Ok, we've bashed around Ron Paul long enough. It's time to say a few words about Mike Huckabee, specifically on the issue of abortion. I quote from this article:
"It's the logic of the Civil War," Huckabee said Sunday, comparing abortion rights to slavery. "If morality is the point here, and if it's right or wrong, not just a political question, then you can't have 50 different versions of what's right and what's wrong...For those of us for whom this is a moral question, you can't simply have 50 different versions of what's right.I give Huckabee credit here: as far as abortion prohibition goes, he's not taking the road of the sly and cowardly Dr. Paul. Paul, as you should remember, just tried to change the legal definition of person so that it would also include zygotes, while simultaneously claiming he was leaving the abortion issue for each state to decide (ignoring the ramifications of the Equal Protection clause of the 14th Amendment.)
Nope. Mike Huckabee is all for biting the bullet Ronald Dworkin fired in one of his books (I forget which one), in which he claimed that, if anti-abortion folk really believe abortion is murder, why don't they also believe it should be banned across the country?
Ron Paul ducks the bullet, but Mike Huckabee has shown he's willing to embrace it.

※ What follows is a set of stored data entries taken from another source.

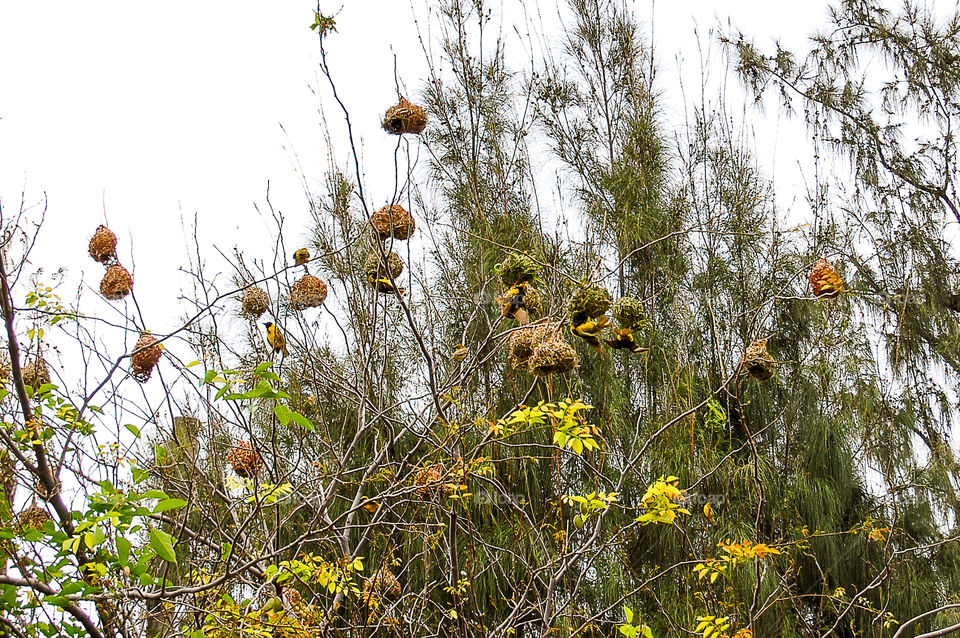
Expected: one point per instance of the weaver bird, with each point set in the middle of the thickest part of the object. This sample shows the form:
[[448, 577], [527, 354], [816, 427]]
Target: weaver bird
[[512, 304], [460, 352], [275, 339], [382, 284], [589, 328], [708, 512], [301, 257], [623, 338]]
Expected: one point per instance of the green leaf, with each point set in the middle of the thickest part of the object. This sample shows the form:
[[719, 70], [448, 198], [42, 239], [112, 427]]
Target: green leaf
[[162, 544]]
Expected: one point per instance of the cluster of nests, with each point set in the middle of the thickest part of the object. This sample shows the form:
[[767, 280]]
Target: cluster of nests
[[116, 284]]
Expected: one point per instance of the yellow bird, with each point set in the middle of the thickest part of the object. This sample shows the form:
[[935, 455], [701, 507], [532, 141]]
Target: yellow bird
[[512, 304], [275, 339], [589, 328], [382, 284], [301, 257], [623, 338]]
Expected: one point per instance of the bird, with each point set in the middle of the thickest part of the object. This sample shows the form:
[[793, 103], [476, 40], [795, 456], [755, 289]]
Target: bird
[[301, 257], [275, 339], [589, 328], [512, 303], [623, 338], [382, 284]]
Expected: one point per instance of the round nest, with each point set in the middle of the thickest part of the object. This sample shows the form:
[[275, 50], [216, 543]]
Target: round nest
[[825, 281], [103, 245], [246, 462], [117, 283], [36, 373], [377, 268], [254, 302], [759, 363], [382, 585], [553, 356], [629, 313], [405, 117], [589, 301], [516, 269], [147, 353], [393, 221], [33, 517], [307, 292]]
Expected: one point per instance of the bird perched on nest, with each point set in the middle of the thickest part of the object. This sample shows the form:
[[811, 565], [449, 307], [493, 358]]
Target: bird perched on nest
[[512, 303], [382, 284], [588, 328], [301, 257], [623, 338], [275, 339]]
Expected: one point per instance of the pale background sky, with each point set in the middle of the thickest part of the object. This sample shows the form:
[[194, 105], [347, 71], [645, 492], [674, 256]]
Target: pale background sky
[[177, 108]]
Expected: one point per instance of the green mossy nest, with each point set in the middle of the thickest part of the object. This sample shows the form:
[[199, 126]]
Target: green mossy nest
[[629, 313], [588, 301], [516, 269]]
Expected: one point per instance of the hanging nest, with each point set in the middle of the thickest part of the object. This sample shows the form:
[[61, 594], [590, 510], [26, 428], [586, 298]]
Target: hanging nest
[[143, 361], [758, 362], [826, 282], [36, 373], [382, 585], [246, 462], [629, 314], [307, 292], [117, 283], [33, 518], [254, 302], [103, 245], [516, 269], [405, 117], [588, 301], [393, 221]]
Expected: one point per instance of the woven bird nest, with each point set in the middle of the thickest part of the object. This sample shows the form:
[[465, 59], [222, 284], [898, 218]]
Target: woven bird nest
[[629, 313], [588, 301], [33, 517], [758, 362], [405, 117], [103, 245], [393, 221], [36, 373], [307, 292], [254, 302], [117, 283], [378, 268], [516, 269], [143, 361], [246, 462], [826, 282]]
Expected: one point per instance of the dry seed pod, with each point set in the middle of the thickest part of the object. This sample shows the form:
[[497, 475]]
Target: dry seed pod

Enthusiastic about it, even. Huckabee thinks that states should have no choice but to ban abortion. According to Huckabee, Massachusetts, California, and other liberal enclaves should have the same abortion policy as Mississippi, Arkansas, and Alabama.
Over at Lew Rockwell's blog, the neo-Confederate jackals are suggesting Huckabee probably couldn't explain the concept of federalism without the aid of a dictionary. And they're wrong, as usual.

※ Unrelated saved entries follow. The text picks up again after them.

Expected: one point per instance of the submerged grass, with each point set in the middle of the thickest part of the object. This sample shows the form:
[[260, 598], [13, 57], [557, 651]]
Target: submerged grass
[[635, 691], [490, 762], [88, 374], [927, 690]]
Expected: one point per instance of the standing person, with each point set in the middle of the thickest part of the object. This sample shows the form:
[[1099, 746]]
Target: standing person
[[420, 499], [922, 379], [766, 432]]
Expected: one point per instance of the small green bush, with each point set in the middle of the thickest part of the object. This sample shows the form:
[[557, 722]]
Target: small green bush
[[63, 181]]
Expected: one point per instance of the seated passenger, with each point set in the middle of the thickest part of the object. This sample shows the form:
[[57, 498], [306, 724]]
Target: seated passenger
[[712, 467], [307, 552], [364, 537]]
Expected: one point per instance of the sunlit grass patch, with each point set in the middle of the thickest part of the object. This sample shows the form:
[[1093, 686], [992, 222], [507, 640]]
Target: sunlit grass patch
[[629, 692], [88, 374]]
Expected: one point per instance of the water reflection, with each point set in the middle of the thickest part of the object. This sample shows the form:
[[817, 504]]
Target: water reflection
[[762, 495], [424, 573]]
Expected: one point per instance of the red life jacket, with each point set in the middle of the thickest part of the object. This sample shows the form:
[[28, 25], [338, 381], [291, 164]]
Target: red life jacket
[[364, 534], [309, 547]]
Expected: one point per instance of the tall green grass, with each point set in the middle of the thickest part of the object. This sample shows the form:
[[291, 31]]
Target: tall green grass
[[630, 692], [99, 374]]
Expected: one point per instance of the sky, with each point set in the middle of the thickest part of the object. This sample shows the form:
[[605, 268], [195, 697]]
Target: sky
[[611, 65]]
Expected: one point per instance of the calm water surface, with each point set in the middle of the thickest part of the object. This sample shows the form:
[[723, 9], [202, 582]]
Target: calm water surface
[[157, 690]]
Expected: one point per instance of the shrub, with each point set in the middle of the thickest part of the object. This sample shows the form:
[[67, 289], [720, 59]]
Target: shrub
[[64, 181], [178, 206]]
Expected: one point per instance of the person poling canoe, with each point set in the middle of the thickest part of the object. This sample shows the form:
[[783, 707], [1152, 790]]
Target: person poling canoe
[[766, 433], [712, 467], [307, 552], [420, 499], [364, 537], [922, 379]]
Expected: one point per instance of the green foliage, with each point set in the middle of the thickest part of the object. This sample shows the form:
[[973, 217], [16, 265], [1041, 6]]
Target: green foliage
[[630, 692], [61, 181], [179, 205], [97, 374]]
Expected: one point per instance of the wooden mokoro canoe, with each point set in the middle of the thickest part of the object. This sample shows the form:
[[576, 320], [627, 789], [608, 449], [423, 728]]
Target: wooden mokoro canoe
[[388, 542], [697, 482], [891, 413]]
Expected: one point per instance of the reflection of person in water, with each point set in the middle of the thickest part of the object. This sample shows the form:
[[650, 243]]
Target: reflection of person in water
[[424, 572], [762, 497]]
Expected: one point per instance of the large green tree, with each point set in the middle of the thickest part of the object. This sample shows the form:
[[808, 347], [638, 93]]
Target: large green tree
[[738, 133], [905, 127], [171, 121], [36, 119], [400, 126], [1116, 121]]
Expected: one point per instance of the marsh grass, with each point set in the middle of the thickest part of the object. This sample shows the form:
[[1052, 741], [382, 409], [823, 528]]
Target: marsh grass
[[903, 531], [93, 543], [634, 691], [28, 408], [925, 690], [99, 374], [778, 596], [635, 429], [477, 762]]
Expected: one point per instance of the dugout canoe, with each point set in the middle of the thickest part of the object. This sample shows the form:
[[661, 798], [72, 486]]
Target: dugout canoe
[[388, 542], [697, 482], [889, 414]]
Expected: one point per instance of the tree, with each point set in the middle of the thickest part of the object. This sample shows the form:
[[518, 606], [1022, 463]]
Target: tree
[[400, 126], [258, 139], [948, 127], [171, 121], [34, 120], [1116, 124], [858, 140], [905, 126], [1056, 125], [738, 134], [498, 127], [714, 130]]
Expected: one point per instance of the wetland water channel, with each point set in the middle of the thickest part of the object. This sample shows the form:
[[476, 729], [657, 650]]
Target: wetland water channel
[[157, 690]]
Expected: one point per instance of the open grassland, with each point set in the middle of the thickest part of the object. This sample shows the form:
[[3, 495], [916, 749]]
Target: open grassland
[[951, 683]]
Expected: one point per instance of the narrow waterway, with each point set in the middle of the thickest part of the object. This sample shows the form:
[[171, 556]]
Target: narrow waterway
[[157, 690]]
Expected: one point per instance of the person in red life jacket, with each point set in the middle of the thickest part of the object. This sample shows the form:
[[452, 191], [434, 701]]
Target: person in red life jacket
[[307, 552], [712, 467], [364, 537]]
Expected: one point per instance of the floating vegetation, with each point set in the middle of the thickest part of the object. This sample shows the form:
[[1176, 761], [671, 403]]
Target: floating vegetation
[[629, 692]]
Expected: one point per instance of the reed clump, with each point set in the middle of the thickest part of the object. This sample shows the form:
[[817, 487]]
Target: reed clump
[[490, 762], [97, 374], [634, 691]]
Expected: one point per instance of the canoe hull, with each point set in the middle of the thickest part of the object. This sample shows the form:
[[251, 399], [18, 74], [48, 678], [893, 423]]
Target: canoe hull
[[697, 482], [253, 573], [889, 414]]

Here's a little hint for them: federalism doesn't mean every state gets to decide each and every policy issue on its own. If that were so, then each state would be a separate, sovereign nation. Perhaps that's the world Lew Rockwell and friends want, since they're such big fans of southern secession and all.
Federalism leaves some decisions up to the states, and puts others under the authority of the federal government. This is all set out in a fairly short document known as the Constitution of the United States of America.
But, as Huckabee would admit, you can't just pass the buck to the Constitution. You have to ask the further question, which decisions in particular should be left up to states to decide, and which ones should rest with the federal government? By what criteria should we decide?
Now some decisions just can't be made effectively at a state level, for all the reasons that came to light during the time of the Articles of Confederation. There are good, practical reasons to put certain decisions under the control of the federal government, rather than leaving them for each state to decide separately. You can find a series of arguments concerning which decisions should be left for the federal government to decide and why in a handy-dandy series of articles we now know as the Federalist Papers. The articles were written by these guys, James Madison and Alexander Hamilton. With some help from their pal John Jay.
In any event, practicality isn't the only reason to delegate authority over some issue to the federal government. The United States would not cease to function if a few states stopped women from voting, or allowed the enslavement of blacks. Practicality is not the only (or even the most important) reason to support the 13th and 19th Amendments. Prohibiting slavery and enshrining universal suffrage is also a matter of justice.
Huckabee is a great communicator, but his argument in the above quotation is unsubtle. It's not the case that every issue involving right and wrong must be settled at the federal level. Sometimes it might be better to allow state legislatures to decide wrongly, but freely, then to impose the morally best policy on all of the states.
But issues of justice can't be left up to the states. One might think that it is simply not permissible to allow certain states to enact truly unjust policy, and there is no question that abortion opponents consider the legalization of abortion deeply, deeply unjust. On issues of justice, one might believe, it is simply not possible to "let a thousand flowers bloom." It was wrong to even allow other states to allow their citizens to keep other human beings as slaves. It was unjust.
So I think Huckabee is right: if abortion is the killing of a person, if it is an issue of justice, then it is simply immoral to allow the practice to continue anywhere within the United States. And I think Ron Paul is incoherent to hold both that abortion is the killing of a person and that states should be able to decide whether to allow the practice to continue or not.
If Ron Paul believes what he says about abortion, then he ought to bite the same bullet as Huckabee, and "states' rights" be damned.
Of course, one could deny that abortion is the killing of a person in the relevant sense -- that it is not, in fact, an issue of justice. And one could hold, further, that ensuring the autonomy of women is an issue of justice. If this is what one believes, then one should support neither Mike Huckabee or Ron Paul. But the neo-Confederates are wrong to suggest that Huckabee's anti-abortion policy shows that he is ignorant about federalism.